I. Exportation et exemption de TVA
A. Exportation de biens : règle générale
Une exportation consiste en l’expédition ou le transport de biens vers un pays tiers, c.-à-d. un pays qui ne fait pas partie de l’Union européenne (UE).
Les livraisons de biens sont exemptées de TVA pour cause d’exportation lorsque le transport des biens vers un pays tiers est fait :
- par ou pour le compte du vendeur (art. 39, §1er, 1°, CTVA) ;
- par ou pour le compte de l’acheteur non établi en Belgique (art. 39, §1er, 2°, CTVA) .
Outre le fait que les biens doivent quitter l’UE et donc être expédiés ou transportés vers un pays tiers, l’exemption de TVA pour cause d’exportation exige également que l’acheteur ne soit pas établi en Belgique.
L’exonération pour exportation n’est donc pas applicable en cas de livraison de biens à un acheteur belge qui exporte les biens pour son propre compte.
En effet, si l’exemption de TVA pour cause d’exportation est applicable, le vendeur ne mentionne pas de TVA sur sa facture, mais indique «Exemption de TVA pour cause d’exportation». Le montant de la facture – sans la TVA, donc – est repris en grille 47 de sa déclaration TVA périodique.
B. Qui supporte la charge de la preuve ?
C’est le vendeur, et c’est donc aussi à lui de prouver que les biens ont effectivement été exportés. En d’autres termes, la charge de la preuve de l’exemption repose sur celui qui applique ou invoque celle-ci, c.-à-d. le vendeur.
C’est également le cas si le transport est effectué par l’acheteur non établi en Belgique ou pour son compte. En effet, c’est le vendeur qui facture et applique l’exemption de TVA pour cause d’exportation. Il incombe donc au vendeur de prouver que toutes les conditions requises sont remplies.
Le vendeur devra prouver que les biens ont été effectivement transportés de la Belgique vers un pays tiers, ou autrement dit, qu’ils ont quitté l’UE. La vente d’un meuble à un acheteur japonais n’est donc pas une exportation en soi ; il est aussi requis que ce meuble ne reste pas dans l’UE, p.ex. dans la résidence secondaire de cet acheteur japonais située sur la côte italienne.

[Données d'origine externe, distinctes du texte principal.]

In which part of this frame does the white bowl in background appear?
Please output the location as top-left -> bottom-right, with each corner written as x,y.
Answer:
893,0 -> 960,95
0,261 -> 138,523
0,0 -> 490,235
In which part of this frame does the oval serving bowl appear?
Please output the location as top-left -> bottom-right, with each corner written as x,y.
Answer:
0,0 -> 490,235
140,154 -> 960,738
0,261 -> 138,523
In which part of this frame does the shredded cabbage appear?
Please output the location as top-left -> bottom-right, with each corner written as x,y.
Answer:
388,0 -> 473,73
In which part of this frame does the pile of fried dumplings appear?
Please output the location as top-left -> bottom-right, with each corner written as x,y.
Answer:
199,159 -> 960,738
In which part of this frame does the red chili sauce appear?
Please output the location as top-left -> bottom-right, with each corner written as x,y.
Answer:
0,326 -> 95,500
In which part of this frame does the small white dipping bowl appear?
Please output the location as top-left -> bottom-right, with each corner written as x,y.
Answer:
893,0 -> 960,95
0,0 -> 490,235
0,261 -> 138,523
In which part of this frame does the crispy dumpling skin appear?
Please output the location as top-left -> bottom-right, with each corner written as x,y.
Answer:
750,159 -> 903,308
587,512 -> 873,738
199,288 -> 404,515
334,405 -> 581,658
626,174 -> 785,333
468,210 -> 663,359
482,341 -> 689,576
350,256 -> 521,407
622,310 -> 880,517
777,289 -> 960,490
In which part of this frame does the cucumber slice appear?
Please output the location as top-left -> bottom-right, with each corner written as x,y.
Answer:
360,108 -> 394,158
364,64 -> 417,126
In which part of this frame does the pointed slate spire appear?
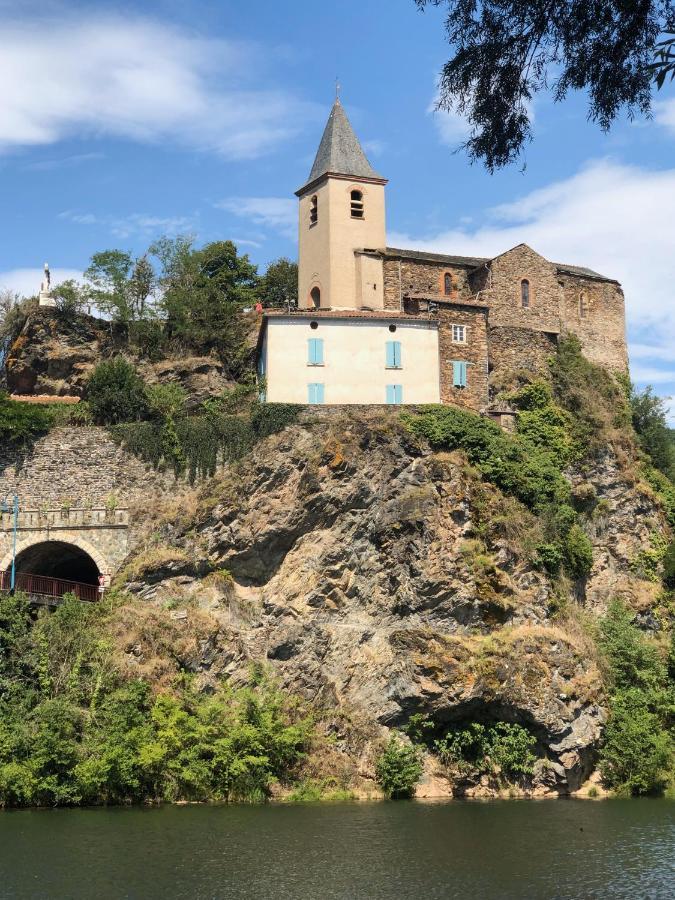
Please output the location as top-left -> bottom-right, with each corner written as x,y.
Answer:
307,97 -> 385,191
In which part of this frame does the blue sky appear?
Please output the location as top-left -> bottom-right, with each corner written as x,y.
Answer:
0,0 -> 675,416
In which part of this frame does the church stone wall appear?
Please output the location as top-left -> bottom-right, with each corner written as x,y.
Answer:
488,325 -> 558,386
384,257 -> 473,309
561,275 -> 628,371
481,244 -> 562,333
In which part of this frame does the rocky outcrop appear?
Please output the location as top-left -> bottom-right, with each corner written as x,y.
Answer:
6,309 -> 234,407
119,413 -> 657,793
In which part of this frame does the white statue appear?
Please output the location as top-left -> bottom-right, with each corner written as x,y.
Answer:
40,263 -> 56,306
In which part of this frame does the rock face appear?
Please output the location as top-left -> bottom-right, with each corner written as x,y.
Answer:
120,413 -> 658,792
6,309 -> 233,407
6,309 -> 113,397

Le vendeur peut le prouver à l’aide d’un ensemble de documents concordants, tels que les documents de transport, les justificatifs de paiement, les bons de commande et, surtout, la déclaration d’exportation visée par la douane (art. 3 AR n° 18) .
Si le transport est effectué par ou pour le compte de l’acheteur, celui-ci doit, lors de la prise de possession des biens, remettre au vendeur un accusé de réception, sur lequel doivent figurer les éléments suivants (art. 5, §2, AR n° 18) :
- la date de remise des biens ;
- leur description ;
- leur pays de destination.
II. Y a-t-il un délai pour l’exportation ?

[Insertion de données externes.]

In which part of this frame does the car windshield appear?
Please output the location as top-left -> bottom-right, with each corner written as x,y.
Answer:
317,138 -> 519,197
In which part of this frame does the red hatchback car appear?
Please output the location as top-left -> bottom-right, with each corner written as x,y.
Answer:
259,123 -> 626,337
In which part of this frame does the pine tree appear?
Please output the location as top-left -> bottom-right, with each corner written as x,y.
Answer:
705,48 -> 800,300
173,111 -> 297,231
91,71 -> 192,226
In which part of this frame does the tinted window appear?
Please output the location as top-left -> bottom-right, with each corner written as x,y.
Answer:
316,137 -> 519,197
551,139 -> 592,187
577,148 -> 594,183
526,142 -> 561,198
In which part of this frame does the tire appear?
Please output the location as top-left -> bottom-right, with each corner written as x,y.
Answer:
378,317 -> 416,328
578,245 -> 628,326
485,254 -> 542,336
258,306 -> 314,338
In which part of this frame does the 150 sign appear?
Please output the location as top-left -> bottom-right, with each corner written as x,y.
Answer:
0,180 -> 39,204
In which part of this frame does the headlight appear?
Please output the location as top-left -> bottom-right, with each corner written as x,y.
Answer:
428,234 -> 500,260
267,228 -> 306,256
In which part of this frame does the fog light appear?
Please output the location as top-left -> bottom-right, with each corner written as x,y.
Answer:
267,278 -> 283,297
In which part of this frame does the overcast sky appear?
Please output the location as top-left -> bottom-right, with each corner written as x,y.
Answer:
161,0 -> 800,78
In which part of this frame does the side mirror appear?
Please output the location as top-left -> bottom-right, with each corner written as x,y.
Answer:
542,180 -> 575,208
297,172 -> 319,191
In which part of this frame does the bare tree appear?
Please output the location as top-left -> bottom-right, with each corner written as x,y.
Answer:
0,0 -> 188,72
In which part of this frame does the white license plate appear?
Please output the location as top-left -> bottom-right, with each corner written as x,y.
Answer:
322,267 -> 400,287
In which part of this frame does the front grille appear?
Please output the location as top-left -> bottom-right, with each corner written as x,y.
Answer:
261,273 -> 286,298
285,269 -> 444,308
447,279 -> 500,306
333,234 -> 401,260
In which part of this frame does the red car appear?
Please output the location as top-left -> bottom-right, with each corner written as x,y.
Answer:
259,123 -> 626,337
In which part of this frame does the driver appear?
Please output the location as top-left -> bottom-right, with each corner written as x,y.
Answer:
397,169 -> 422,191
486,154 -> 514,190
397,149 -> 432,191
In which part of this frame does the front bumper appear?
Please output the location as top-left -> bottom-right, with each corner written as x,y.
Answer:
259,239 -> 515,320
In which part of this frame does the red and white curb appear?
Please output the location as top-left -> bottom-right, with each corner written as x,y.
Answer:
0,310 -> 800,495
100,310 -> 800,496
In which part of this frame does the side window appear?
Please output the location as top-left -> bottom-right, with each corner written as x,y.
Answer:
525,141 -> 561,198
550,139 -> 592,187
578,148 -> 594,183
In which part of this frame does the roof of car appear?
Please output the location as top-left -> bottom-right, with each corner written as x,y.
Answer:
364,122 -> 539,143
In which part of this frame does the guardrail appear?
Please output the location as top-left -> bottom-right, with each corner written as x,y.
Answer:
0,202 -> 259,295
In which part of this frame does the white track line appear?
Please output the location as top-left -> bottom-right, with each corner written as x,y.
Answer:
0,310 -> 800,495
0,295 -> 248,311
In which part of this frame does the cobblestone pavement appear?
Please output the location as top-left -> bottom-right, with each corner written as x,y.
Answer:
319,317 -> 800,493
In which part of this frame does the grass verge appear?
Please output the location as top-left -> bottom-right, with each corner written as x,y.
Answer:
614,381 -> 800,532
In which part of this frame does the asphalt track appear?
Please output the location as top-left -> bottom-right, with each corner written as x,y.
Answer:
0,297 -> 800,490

A. Position de l’administration de la TVA
En l’espèce, il s’agissait d’une vente de chevaux en mars et juin 2019 par un vendeur belge à des acheteurs suisses. Toutefois, l’exportation physique n’avait eu lieu qu’en février 2020 et, entretemps, les chevaux avaient été utilisés pour des compétitions dans l’UE.
L’administration de la TVA estime que l’exportation doit être réalisée immédiatement après la vente et que, entretemps, il ne peut y avoir d’utilisation des biens en Belgique ou dans un autre État membre de l’UE, sauf pour les exporter (circ. E.T. 97.794, 01.03.2001, art. 60) . Par conséquent, l’exemption de TVA pour cause d’exportation a été rejetée par l’administration de la TVA.
B. Position de la jurisprudence
La jurisprudence n’est pas d’accord avec ce point de vue. En premier lieu, l’exemption pour cause d’exportation ne dépend pas d’un délai spécifique dans lequel le bien doit quitter le territoire à destination d’un pays tiers (CJUE, 19.12.2013, C-563/12, BDV Hungary Trading) . Autrement dit, il n’y a pas véritablement de délai fixé pour que les biens quittent l’UE.
L’exemption peut toujours être appliquée en cas d’utilisation temporaire des biens en Belgique ou dans un autre État membre après la vente et avant leur exportation (Anvers, 26.11.2024) .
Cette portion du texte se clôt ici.